China still has a long way to go in establishing fair and transparent legal mechanisms to better protect the intellectual property rights of domestic and foreign firms.

In June 2016, the State Council established a “fair competition review mechanism,” which aims to identify and eliminate government policies that are anticompetitive. NDRC published implementing regulations on October 27, 2017 (16 months later) with clear procedural guidelines. By November, 19 provinces had included fair competition review in performance metrics for local officials. On December 5, the State Council published an action plan requiring all government agencies to review their policies by the end of January 2018, report anticompetitive ones by March, and plan elimination of those policies by May. This tight timeline suggests top-level determination to limit rent seeking and anticompetitive practices by government. But the rules would constrain extra-budgetary or “back door” local government revenue before Beijing has implemented the fiscal reforms needed to shore up revenue from official channels (see our Fiscal Affairs cluster). This is likely to translate into more pushback and weaker compliance at the local level than Beijing hopes.

Finally, IP policy became a bigger focus for the leadership in the third quarter. The State Council discussed IP protection extensively in its weekly executive meetings over the past year: six times since December 2016, including twice in the third quarter alone. IP protection was also discussed at the first meeting of the Deepening Reform Small Leading Group just after October’s Party Congress. President Xi Jinping personally chairs that body. The increased activity could be partly an attempt to head off foreign criticism and potential action. But it is also driven by domestic needs to promote entrepreneurship and innovation in the face of growing pressure on the government to better protect the intellectual property of China’s own companies.

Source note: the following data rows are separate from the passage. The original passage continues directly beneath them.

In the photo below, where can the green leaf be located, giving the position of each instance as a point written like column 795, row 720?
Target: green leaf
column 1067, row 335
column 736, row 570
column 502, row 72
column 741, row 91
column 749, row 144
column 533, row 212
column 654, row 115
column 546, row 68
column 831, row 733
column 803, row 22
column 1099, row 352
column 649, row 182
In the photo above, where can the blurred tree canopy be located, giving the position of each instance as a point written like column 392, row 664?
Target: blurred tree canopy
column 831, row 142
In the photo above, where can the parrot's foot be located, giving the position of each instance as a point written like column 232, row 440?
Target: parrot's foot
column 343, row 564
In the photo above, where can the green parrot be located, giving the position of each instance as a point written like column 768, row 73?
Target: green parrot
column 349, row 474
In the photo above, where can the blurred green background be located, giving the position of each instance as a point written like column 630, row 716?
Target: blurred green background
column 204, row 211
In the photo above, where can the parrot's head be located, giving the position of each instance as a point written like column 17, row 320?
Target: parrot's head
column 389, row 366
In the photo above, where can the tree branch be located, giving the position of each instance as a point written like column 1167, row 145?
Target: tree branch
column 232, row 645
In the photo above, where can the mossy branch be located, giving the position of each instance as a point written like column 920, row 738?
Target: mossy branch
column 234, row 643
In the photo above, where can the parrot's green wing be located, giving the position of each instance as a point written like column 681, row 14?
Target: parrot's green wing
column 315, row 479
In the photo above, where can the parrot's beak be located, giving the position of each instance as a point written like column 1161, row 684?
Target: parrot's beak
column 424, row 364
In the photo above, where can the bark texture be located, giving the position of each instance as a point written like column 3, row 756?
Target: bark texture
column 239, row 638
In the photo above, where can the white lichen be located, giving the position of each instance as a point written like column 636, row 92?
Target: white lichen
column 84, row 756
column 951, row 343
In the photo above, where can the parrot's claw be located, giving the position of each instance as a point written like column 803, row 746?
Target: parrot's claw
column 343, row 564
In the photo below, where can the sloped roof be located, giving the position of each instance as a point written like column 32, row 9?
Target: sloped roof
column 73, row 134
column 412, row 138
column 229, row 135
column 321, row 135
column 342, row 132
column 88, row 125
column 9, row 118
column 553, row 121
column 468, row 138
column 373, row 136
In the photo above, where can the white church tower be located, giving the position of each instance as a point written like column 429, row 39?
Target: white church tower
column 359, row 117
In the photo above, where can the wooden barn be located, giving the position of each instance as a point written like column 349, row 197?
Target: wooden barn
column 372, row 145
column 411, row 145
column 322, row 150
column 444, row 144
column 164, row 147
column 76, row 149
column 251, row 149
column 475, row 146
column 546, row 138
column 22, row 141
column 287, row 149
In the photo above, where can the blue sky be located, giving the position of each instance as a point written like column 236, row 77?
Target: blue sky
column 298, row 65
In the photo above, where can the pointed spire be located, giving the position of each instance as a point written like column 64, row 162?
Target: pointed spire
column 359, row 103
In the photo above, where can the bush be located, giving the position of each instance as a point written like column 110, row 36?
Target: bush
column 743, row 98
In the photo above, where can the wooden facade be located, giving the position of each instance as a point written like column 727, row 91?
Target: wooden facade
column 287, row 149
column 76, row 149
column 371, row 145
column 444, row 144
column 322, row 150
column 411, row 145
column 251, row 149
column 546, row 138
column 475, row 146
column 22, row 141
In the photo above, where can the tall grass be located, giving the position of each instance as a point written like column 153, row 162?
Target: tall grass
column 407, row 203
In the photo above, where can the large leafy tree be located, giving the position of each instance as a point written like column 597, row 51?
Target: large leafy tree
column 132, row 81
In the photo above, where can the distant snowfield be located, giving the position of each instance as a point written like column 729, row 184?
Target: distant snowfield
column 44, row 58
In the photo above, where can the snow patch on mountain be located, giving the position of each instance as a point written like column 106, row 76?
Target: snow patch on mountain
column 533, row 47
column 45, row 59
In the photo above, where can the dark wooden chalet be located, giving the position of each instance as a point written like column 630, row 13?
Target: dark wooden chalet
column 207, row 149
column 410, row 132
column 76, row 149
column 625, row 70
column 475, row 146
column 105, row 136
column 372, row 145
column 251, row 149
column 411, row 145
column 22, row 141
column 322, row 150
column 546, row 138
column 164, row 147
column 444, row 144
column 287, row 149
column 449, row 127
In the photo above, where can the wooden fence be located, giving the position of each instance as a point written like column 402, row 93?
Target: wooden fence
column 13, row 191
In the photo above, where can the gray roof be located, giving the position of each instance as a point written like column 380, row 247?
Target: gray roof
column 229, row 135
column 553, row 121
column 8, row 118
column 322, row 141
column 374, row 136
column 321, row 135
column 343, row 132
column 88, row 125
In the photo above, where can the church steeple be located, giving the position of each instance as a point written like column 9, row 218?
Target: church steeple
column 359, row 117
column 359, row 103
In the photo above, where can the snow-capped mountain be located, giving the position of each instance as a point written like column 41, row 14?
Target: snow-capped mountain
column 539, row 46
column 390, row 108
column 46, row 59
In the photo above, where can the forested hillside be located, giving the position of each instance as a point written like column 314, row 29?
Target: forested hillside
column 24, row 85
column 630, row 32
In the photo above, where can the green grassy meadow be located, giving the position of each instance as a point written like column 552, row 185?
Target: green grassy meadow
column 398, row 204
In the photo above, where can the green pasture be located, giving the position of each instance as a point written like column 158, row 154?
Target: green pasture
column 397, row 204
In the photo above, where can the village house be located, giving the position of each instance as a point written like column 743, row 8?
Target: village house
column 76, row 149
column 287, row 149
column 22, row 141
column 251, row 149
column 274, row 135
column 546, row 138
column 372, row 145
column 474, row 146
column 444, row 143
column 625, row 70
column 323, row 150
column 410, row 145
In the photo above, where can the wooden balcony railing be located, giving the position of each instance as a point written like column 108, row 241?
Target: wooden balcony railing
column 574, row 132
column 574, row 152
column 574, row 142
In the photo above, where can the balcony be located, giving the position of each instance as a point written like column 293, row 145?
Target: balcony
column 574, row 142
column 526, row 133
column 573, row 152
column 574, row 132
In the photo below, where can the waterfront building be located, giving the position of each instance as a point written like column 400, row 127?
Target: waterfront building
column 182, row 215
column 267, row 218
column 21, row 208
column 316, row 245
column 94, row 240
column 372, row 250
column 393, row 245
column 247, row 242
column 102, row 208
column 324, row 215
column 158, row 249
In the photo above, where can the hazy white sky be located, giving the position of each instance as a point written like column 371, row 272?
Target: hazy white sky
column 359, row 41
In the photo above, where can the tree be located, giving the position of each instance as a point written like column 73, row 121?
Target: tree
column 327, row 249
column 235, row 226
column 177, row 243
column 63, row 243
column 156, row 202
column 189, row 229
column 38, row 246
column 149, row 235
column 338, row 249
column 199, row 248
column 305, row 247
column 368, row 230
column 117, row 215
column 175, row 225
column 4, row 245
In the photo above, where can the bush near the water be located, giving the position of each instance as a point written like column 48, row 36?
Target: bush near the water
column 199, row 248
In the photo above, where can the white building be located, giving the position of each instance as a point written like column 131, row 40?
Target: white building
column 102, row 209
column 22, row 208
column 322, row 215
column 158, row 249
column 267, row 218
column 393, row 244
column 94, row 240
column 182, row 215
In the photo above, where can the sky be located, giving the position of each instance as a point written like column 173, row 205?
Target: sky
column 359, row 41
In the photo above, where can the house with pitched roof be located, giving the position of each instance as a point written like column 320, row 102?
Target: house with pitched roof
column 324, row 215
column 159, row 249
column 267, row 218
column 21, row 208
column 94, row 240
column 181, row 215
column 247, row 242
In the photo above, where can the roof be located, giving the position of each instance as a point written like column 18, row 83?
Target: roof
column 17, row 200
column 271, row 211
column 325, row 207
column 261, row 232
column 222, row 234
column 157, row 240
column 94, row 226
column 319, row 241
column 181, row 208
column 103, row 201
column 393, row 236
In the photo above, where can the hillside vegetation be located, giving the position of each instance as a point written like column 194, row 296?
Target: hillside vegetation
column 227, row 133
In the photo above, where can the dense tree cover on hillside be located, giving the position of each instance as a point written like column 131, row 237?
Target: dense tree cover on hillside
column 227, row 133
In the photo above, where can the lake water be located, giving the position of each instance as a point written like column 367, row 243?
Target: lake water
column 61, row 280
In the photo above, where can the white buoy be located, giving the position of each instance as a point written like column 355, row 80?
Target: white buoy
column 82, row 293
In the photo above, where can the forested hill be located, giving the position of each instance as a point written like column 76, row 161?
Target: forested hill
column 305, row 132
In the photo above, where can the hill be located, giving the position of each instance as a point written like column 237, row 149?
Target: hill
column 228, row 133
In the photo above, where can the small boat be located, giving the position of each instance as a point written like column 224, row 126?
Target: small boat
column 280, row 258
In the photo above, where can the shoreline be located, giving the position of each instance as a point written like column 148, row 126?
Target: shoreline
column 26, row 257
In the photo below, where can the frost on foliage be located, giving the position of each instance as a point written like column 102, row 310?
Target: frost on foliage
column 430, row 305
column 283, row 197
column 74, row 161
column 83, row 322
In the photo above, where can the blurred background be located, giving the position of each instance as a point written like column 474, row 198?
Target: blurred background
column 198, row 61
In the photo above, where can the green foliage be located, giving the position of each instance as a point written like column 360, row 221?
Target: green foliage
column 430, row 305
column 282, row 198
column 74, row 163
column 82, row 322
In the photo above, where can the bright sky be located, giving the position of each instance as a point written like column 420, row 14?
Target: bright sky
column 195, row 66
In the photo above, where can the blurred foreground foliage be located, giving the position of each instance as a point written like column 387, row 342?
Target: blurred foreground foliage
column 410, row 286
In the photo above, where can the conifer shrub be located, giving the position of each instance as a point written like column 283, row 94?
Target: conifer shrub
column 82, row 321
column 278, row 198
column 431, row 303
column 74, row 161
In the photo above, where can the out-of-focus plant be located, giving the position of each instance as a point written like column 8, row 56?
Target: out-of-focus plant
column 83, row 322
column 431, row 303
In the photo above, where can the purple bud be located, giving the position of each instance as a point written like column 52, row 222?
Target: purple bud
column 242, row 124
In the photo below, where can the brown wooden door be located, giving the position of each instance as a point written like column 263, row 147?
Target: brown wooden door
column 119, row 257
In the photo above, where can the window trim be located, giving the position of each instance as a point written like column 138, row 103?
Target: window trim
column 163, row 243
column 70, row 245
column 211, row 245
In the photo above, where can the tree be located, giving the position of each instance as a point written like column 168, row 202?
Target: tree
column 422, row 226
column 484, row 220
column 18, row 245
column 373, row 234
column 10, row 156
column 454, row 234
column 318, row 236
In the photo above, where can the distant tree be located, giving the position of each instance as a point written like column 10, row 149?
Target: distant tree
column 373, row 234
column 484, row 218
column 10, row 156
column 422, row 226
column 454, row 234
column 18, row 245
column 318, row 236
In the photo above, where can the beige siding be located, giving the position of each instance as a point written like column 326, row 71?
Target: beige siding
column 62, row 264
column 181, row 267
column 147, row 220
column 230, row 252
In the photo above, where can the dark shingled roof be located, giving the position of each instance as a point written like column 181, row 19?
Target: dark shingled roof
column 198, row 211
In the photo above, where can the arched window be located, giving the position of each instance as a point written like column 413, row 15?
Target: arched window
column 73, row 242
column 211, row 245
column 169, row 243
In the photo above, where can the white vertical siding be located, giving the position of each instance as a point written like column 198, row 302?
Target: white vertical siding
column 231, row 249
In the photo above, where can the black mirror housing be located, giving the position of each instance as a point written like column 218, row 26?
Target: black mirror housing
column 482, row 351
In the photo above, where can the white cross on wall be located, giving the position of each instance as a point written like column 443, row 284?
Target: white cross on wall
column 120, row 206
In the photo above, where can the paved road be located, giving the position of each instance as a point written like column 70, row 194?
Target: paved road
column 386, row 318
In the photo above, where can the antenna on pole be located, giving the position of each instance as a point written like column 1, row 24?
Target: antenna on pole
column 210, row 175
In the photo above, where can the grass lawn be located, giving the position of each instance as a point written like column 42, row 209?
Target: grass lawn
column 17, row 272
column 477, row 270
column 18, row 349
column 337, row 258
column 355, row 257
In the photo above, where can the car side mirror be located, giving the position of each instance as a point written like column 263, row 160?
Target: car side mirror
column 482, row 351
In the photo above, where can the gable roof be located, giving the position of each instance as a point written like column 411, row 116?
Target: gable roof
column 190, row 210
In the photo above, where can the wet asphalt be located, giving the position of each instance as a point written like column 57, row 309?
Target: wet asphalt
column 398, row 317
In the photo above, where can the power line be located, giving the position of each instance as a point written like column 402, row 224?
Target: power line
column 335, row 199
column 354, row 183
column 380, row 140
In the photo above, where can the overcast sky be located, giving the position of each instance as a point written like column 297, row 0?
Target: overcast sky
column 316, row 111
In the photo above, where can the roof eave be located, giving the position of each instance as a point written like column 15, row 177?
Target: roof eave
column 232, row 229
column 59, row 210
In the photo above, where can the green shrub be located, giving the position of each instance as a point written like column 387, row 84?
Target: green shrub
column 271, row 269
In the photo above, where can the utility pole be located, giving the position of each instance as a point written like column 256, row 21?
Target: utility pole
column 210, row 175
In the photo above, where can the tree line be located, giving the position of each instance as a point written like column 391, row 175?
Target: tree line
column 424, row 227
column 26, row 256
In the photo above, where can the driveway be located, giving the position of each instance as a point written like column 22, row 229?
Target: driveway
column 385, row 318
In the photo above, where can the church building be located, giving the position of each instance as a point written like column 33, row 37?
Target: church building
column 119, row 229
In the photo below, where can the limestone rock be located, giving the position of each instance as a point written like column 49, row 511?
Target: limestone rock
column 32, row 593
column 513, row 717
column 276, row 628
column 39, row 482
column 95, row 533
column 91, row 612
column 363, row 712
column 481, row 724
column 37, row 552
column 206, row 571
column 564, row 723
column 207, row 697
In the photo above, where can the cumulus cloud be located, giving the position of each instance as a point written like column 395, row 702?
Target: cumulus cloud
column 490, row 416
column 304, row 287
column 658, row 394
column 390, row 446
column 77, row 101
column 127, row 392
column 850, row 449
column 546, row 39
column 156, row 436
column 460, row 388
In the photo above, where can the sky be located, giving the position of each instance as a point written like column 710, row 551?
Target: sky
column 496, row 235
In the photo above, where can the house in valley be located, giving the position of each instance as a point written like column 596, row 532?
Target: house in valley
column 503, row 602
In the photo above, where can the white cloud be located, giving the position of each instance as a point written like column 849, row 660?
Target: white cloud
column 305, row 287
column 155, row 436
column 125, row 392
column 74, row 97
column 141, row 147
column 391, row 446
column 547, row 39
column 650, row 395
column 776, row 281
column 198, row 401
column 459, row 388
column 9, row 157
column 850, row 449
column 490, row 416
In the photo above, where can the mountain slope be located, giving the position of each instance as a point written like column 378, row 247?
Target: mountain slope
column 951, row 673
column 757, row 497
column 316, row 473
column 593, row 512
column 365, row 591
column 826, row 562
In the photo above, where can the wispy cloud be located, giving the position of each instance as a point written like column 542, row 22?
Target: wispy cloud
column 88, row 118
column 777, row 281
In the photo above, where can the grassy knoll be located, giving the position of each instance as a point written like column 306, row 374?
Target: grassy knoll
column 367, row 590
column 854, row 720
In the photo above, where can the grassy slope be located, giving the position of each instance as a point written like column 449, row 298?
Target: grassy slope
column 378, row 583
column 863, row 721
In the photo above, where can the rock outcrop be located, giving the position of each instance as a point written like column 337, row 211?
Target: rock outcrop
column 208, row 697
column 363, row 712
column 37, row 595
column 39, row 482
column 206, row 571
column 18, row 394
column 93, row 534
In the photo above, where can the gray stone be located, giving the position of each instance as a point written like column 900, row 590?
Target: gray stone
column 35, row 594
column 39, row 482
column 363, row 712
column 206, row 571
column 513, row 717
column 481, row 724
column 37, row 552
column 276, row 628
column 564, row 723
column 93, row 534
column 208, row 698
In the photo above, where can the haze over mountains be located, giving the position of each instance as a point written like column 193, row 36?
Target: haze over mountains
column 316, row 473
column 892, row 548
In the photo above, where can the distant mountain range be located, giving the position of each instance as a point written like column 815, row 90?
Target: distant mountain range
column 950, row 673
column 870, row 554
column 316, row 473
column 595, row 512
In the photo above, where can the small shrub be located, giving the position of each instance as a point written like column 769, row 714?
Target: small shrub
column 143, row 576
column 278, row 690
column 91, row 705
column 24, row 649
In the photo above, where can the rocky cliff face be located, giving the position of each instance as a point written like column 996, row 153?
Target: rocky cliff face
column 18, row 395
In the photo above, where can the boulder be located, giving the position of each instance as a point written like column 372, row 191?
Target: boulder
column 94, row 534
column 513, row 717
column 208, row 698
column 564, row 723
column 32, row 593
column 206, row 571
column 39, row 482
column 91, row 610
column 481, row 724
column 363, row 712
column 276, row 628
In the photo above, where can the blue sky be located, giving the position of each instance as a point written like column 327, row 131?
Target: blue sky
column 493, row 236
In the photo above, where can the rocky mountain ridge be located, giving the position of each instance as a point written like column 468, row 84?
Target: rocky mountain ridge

Discussions of IP policy by senior leaders translated into some piecemeal action in the third quarter: in July, the State Intellectual Property Office identified six cities (capital cities of Fujian, Shandong, Shenzhen, Hunan, Jiangsu, and a district in Shanghai) as pilots to carry out comprehensive IP reform. By the end of September, 10 more provincial IP courts were established. While these are welcome steps, our data make clear that China still has a long way to go in establishing fair and transparent legal mechanisms to better protect the intellectual property rights of domestic and foreign firms.